|
- 科名・属名 : マツ科 モミ属
- 特徴 :
高さ20〜30mの常緑高木。
樹形は円錐形になりり、幹は50〜90cm、樹皮は灰色〜紫色を帯びた灰白色で平滑、若枝には褐色〜赤褐色の短毛がある。
葉は線形、長さ1.5〜2cm、幅2.5mm。先が向かって幅広くなり、先はやや凹むか円形。質はやや硬く、光沢があり、横断面は扁平、裏面には幅広い白い気孔帯がある。

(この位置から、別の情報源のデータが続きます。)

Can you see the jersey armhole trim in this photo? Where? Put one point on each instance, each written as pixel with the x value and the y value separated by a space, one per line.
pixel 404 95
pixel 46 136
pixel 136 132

花は雌雄同株、雄花は前年枝の葉腋に1個ずつつき、多数の雄花が長楕円状の穂になり。黄色または紅色の葯がある。雌花も前年枝の葉腋につき、多数の雌鱗片からなる。
果実(球果)は卵状楕円形〜楕円形、長さ6〜10cm、径3.5〜4.5cm、黒紫色〜濃青紫色、開花した年の秋に熟す。種鱗は扇形、長さ約15mm、幅20〜25mm、下部に金褐色の毛が密生する。苞鱗はくさび形〜さじ形、種鱗の約半分の長さで先は円く、長さ8〜9mm。種子は倒卵状くさび形で、長さ6〜10mm、翼は種子本体より長い。
別名 アオモリトドマツ
- 分布・生育地 :
本州(青森県・八甲田山〜中部地方、福井県・東部二ノ峰が西限) (国外:日本固有) 亜高山帯
- 花期 : 6月
- 撮影月日・場所 :
上・全体1 2018年8月4日 福島県吾妻山系 中上・全体2 2018年7月19日 長野県白馬岳 中中・全体3(樹形) 2014年8月19日 岩手県早池峰山 (上、中上、中中は拡大写真あり、写真をクリック) 中下・雌花 同 上 左下・果実(球果) 2018年8月4日 福島県吾妻山系 右上・葉、右下・葉(裏) 同 上
- 撮影記 :
上の写真のように綺麗な円錐形なり、多雪地では枝が大きく垂れ下がっていることが多いが、森林限界付近では低木状になるこようだ。
枝の上に黒紫色の果実(球果)を林立させている姿は絵になり、植物が目的でない登山者もカメラを向けていた。
ただ、花の時期は目立たず、残念ながらいい状態の花の撮影がまだできていない。